In a likely a historical first for the spring hearings, voters approved all 74 proposals on this year’s questionnaire. Of those 74 items, 70 advanced during reviews May 8-10 at the congress convention in Oshkosh where delegates rejected these four proposals:

• Of 6,830 ballots cast, attendees voted 66-34 percent to let trappers use cellular cameras to check and monitor traps (67 counties passed, four opposed and one tied), but convention delegates rejected the idea because the Wisconsin Trappers Association opposed it;

• Voters backed a congress advisory proposal 58-42 to phase out lead in ammunition and fishing tackle, citing concerns that mammals and birds can die when ingesting lead shot and fragments from lead-core bullets (counties also supported the idea, 36-31-1), but delegates rejected the proposal, citing reports that lead poisoning threatens only individual scavengers, not entire wildlife populations;

• Of 5,565 ballots cast, voters backed an advisory proposal 64-36 to have the DNR create a nonlethal predator prevention program for farmers (counties vote favored the idea, 59-9-4), but delegates rejected it, believing the program would be futile and costly;

• Of 5,806 ballots cast, voters supported an advisory proposal 69-31 to create a sandhill crane stamp to pay farmers for crop damage. The county vote favored the idea, 69-2-1, but delegates opposed creating another crop-abatement system.

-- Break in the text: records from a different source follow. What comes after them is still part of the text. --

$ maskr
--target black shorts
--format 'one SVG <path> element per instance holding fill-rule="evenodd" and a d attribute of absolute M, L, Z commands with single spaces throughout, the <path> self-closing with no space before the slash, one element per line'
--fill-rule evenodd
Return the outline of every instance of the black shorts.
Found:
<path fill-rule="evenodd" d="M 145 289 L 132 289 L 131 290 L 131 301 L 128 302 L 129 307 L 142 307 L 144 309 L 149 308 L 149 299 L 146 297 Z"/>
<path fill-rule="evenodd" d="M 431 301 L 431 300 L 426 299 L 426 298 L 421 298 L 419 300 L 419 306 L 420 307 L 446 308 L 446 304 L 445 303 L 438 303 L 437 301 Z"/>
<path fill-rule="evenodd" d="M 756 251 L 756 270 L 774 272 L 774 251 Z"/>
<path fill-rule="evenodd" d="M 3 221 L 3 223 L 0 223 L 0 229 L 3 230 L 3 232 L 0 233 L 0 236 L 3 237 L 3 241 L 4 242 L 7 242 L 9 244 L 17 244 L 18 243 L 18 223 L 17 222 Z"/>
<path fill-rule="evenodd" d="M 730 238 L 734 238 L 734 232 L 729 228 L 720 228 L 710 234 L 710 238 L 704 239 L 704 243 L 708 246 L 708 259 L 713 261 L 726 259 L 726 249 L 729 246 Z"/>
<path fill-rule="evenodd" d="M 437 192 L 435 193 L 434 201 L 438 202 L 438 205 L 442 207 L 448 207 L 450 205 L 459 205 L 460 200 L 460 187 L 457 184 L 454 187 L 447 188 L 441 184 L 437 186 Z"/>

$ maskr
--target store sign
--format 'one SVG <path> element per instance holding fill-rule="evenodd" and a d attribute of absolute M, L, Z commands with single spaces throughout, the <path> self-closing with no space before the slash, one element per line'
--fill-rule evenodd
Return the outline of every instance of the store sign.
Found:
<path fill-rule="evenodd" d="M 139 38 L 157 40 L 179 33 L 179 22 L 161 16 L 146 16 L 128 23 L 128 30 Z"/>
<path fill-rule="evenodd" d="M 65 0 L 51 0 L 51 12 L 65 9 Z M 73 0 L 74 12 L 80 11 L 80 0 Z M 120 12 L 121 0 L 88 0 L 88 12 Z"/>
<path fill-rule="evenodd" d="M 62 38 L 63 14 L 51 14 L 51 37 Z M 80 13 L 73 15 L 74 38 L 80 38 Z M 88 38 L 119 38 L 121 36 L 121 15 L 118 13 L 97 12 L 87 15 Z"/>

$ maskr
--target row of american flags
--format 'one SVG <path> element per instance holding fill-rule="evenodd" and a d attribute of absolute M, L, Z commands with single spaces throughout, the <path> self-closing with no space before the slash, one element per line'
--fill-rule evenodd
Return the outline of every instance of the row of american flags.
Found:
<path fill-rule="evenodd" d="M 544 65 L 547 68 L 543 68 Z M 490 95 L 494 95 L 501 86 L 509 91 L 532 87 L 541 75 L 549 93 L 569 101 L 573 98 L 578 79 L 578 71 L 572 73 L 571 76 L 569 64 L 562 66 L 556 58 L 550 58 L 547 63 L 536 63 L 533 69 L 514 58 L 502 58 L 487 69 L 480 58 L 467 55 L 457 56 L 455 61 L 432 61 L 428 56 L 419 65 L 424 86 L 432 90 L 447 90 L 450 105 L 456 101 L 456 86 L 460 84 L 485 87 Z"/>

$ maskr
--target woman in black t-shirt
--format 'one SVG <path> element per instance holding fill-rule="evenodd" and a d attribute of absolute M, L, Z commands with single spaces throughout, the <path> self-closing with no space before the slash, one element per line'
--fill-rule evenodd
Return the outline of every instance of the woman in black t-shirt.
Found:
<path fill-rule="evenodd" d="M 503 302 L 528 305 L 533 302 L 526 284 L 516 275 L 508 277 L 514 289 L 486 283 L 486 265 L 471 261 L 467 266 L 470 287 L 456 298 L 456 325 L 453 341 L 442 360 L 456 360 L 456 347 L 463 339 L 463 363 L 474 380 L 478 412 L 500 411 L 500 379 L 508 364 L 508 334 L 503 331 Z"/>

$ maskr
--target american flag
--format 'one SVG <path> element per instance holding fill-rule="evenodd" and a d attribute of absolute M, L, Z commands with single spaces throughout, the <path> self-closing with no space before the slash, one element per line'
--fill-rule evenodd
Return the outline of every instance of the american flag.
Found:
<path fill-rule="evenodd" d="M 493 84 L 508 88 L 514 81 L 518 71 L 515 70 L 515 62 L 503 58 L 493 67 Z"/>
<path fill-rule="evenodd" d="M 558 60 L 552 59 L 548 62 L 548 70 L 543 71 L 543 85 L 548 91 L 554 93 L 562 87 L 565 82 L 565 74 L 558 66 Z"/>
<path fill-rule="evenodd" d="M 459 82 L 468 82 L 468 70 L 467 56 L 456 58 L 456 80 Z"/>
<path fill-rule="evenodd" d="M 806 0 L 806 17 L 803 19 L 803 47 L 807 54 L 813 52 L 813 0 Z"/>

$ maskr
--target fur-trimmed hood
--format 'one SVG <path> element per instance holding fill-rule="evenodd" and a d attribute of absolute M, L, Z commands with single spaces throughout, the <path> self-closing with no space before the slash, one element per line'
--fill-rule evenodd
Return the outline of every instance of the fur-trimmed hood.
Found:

Congress delegates OK’d 14 other advisory questions, which means they could return for a second vote in April 2026:

• Increase deer license price (59-41 majority, 6,021 votes);

• Let DNR wardens enforce local ordinances on lakes (79-21 majority, 5,957 votes);

• Protect lakes, streams, fish and wildlife from pollution caused by manure and commercial fertilizers (79-21 majority, 5,926 votes);

• Require hunters to put ownership/I.D. labels on bear baits on public land (77-23 majority, 5,803 votes);

• Create a general habitat conservation stamp (64-36 majority, 5,716 votes);

• Extend the fall turkey season in zones 6 and 7 (76-24 majority, 5,634 votes);

• Create a K9 unit for DNR game wardens (74-26 majority, 5,627 votes);

• Develop requirements for hunting and fishing guides (77-23 majority, 5,409 votes);

• Let hunters shoot white deer in Marathon, Portage, Wood, Jefferson, and Winnebago counties (passed by 60-40 or 61-39 majorities in all five counties);

• Require pipeline owners/operators to submit federally mandated spill notifications to the DNR’s remediation and redevelopment program (90-10 majority, 5,331 votes);

In other news from the congress statewide convention, Rob Bohmann of Racine was re-elected as chairman; Paul Reith of Madison was re-elected vice-chair; Reed Kabelowsky of Manitowoc was elected secretary; and Kevin Schanning of Bayfield County and Mike Britton of Barron County were elected as at-large executive committee members.